Deep Learning Applied To Go-Game: A Survey of Applications and Experiments

HOANG, HUU DUC Department of Digital Media Graduate School of Soongsil University

More than four thousand years ago, Go-game has been invented and widely applying to teach for people about intelligent. Many kings had played it and taught their sons for improving their intelligent.

In 1980s, personal computers had been created and become popular. Many games are also programmed to help people play with the computer or support for users in playing a traditional game. Many famous traditional games played by our ancestor still remain until now like , Chess, , Go-game, tic-tac-toe, etc… and most of them had been being illustrated by computer programs and many ease games had been successfully programmed. Some complexity games have been being developed day by day to get better gradually. Specially, there are some games with very high level of complexity need intelligent think to play with their

- ix - strategies and rules like Shogi, Chess, Go-game, etc… is very hard to program to make it can play as intelligent as human.

Machine learning has emerged as the solution to let a computer thinks and learns from data similar to human brain. It uses algorithms to build analytical models, helping computers “learn” from given data for a particular purpose. It can now be applied to huge quantities of data to create exciting new applications such as driverless cars, robotic devices. Deep Learning is a subfield of machine learning concerned with algorithms inspired by the structure and function of the brain called artificial neural networks.

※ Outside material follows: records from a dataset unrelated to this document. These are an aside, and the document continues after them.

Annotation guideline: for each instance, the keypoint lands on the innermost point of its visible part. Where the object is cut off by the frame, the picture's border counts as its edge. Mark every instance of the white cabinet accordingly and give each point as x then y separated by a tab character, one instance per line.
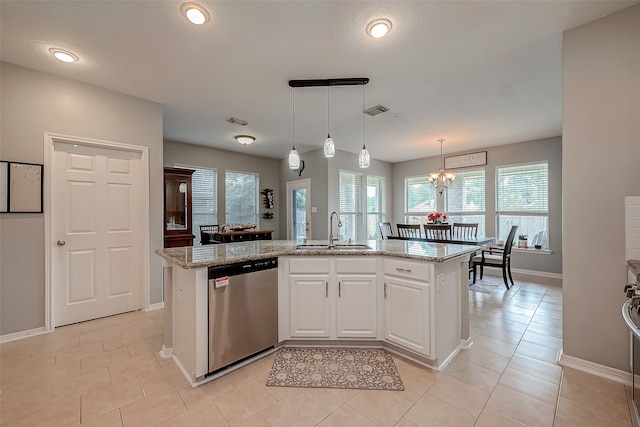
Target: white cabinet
333	297
407	296
406	307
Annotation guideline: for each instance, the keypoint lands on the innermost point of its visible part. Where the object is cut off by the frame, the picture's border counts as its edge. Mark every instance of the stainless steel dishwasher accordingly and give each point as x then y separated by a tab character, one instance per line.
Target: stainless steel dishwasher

It is known as a new approach what improve the learning progress to get better trained data sets cause to higher accuracy results.

My thesis concentrates on applying deep learning into Go-game. I make a survey about “deep learning applied to Go-game”. I also introduce some open source code project about Go-game and how to apply deep learning technique to resolve a problem, more detail in calculating next move for playing Go-game with higher accuracy and effect. I have worked with my advisor professor Jung Keechul to build a program that give out the suggestion of next best move in Go-game. In this method, we use 5 hidden layers with 3 CNNs layers for training data.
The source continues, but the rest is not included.